Si vous aimez vraiment, et si votre partenaire vous aime autant, rappelez vous que : L’amour attire l’amour ! Vous êtes comme un soleil.
Lorsque vous irradiez la paix, l’amour, et le bien être, et le bonheur, vous l’attirerez inévitablement. Plus vous diffusez de l’amour, plus votre pouvoir irrésistible se renforce.

Mais pour aimer, il faut avoir reçu suffisamment d’attention, et d’encouragements ; on n’est d’autant moins dépendants que l’on en est comblé (e) et assouvi (e).

La communication avec votre partenaire est défectueuse. Vous ne savez pas comment faire pour l’améliorer. Peut être que vous faîtes trop d’erreurs pour que la relation soit bonne , et optimiser votre couple.

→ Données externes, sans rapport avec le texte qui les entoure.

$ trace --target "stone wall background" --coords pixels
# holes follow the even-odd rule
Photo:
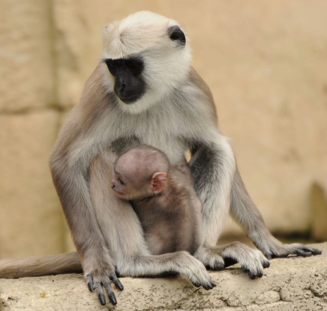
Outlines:
[[[324,0],[2,0],[0,259],[74,249],[49,155],[100,58],[103,27],[142,9],[187,30],[269,229],[327,239]],[[230,221],[226,234],[240,232]]]

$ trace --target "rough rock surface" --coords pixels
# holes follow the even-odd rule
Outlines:
[[[217,286],[207,291],[181,276],[122,278],[115,307],[101,306],[81,275],[2,279],[0,310],[326,310],[327,242],[314,246],[322,255],[273,259],[261,279],[250,280],[238,265],[211,271]]]

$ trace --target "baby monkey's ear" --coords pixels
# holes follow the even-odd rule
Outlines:
[[[152,175],[150,189],[153,193],[162,191],[164,188],[167,174],[165,173],[157,172]]]

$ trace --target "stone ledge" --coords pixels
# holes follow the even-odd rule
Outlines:
[[[208,291],[180,276],[121,278],[115,307],[102,306],[81,275],[1,279],[0,310],[327,310],[327,242],[313,246],[322,255],[273,259],[261,279],[250,280],[238,265],[210,271],[217,286]]]

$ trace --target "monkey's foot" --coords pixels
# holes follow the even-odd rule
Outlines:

Peut être êtes vous une personne incompatible  (par exemple si vous n’avez pas les mêmes valeurs, ou le même type de sensibilité.
En tout état de cause, l’amour n’est pas suffisant pour qu’une relation marche bien,

Si une relation vous fait souffrir, c’est peut être que vous tendance à rechercher les situations émotionnelles vécues dans l’enfance (qu’elles soient positives ou négatives), c’est le syndrome de répétition.
Exemple, si vous êtes en colère contre vos parents, et que cette colère n’a jamais été exprimée, elle est refoulée, et voilà que vous pouvez la faire ressortir contre votre partenaire, ou vous pouvez déprimer.
Ou bien encore, vous avez tendance à attirer des partenaires avec qui rentrer en conflit, si inconsciemment, vous cherchez à vider enfin l’abcès.
d’autre part, inconsciemment vous voulez guérir à tout prix vos parents, et vous attirez des partenaires qui on besoin d’être guéris, vous voulez les sauver à tout prix et vous vous rendez malheureux (se) si vous avez peur d’être envahie (e) et de perdre votre autonomie, vous avez aussi peur d’une grande intimité relationnelle, et surtout peur de l’engagement; ou vous avez tendance à attirer des partenaires qui ne peuvent pas s’engager ou qui ne vous plaisent pas vraiment, ou qui sont déjà engagés ailleurs.

Dans cet état de dépendance affective, vous êtes en permanence sujet au surmenage et à la tristesse, dans un sentiment d’échec et d’impuissance.

Quelque soit les outils que nous allons choisir, vous retrouverez votre sérénité, l’équilibre dans vos relations affectives.